Aveva appena perso i suoi amici, gli unici mai avuti, i migliori che avrebbe mai potuto desiderare; e lui continuava a pensare.
Non era semplicemente triste e sconvolto, era propriamente furente: non solo contro quei bastardi senza nome che gli avevano appena sottratto il suo tesoro più grande, ma soprattutto contro se stesso, per essere un emerito verme incapace di reagire, per paura di quello che era.
Non riusciva più a trattenere tutto questo turbine di stati d'animo, non riusciva più a controllarsi.

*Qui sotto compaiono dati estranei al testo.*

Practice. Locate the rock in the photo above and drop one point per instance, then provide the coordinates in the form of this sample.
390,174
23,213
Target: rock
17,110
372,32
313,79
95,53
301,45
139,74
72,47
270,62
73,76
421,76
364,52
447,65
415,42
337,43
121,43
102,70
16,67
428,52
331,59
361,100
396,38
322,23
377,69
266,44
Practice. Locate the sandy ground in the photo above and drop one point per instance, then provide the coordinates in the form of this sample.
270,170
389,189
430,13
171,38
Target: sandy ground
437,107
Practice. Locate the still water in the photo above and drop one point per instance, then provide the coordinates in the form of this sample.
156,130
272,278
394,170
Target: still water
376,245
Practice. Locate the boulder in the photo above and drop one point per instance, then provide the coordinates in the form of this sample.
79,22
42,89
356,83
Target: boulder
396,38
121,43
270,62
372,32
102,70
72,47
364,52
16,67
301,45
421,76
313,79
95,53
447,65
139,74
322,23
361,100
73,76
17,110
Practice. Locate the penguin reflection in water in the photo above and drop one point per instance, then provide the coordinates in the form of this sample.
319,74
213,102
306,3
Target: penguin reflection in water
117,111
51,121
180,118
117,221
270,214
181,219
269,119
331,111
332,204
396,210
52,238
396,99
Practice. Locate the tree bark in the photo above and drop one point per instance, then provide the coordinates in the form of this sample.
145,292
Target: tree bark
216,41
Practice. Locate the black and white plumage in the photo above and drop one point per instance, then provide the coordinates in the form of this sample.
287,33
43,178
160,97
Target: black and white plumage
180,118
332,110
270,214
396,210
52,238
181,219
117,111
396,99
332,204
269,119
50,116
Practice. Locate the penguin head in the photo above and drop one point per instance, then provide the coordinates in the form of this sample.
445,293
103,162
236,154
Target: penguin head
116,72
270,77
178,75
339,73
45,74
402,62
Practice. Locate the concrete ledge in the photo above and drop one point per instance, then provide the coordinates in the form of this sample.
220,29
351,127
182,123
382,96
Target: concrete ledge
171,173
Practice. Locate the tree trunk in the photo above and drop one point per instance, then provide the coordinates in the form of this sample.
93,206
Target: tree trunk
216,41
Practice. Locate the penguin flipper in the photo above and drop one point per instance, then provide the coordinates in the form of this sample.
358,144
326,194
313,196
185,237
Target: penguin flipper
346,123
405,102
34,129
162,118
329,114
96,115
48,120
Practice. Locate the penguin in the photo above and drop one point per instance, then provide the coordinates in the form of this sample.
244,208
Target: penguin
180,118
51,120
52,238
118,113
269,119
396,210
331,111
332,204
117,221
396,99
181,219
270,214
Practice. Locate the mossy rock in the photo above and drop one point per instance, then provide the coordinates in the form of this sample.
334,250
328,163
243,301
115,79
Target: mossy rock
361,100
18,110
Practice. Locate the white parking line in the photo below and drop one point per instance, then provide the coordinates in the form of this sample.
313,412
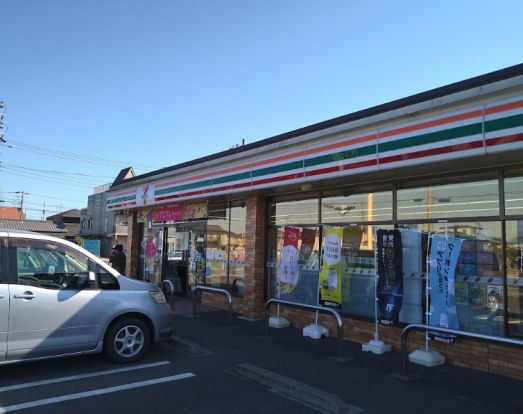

Come aveva invece fatto finora.
Le sue dita si contrassero a pugno a tal punto che un sinistro scricchiolio echeggiò per tutta la Valle di Evalhood, il dolore che ne derivò si accumulò all'enorme quantità già presente, e cominciò pian piano a fuoriuscire vorticosamente dal suo corpo sotto forma di una strana luce rossastra, quasi come se lunghi serpenti cremisi lo stessero attanagliando; i suoi occhi cristallini cominciarono pian piano a cambiare colore e a sporcarsi della scura sfumatura del sangue, diventando uno specchio di quella tetra, speciale luna di quella notte.
Il respiro agitato, così caldo da condensarsi in piccole nuvole, anch'esse risplendenti della tetra luce che circondava Matthew.
Spalancò la bocca, ma non vi uscirono parole comprensibili bensì solo urla disumane e terrificanti, che fecero espandere sempre più la rabbia e quindi la luce, finché tutto nella valle, l'albero compreso, non venne risucchiato nel vortice scarlatto, quasi come se un incendio immateriale stesse bruciando tutto.

 

Le urla e la luce durarono ininterrottamente per ore, dopodiché tutto tacque, orribilmente diverso.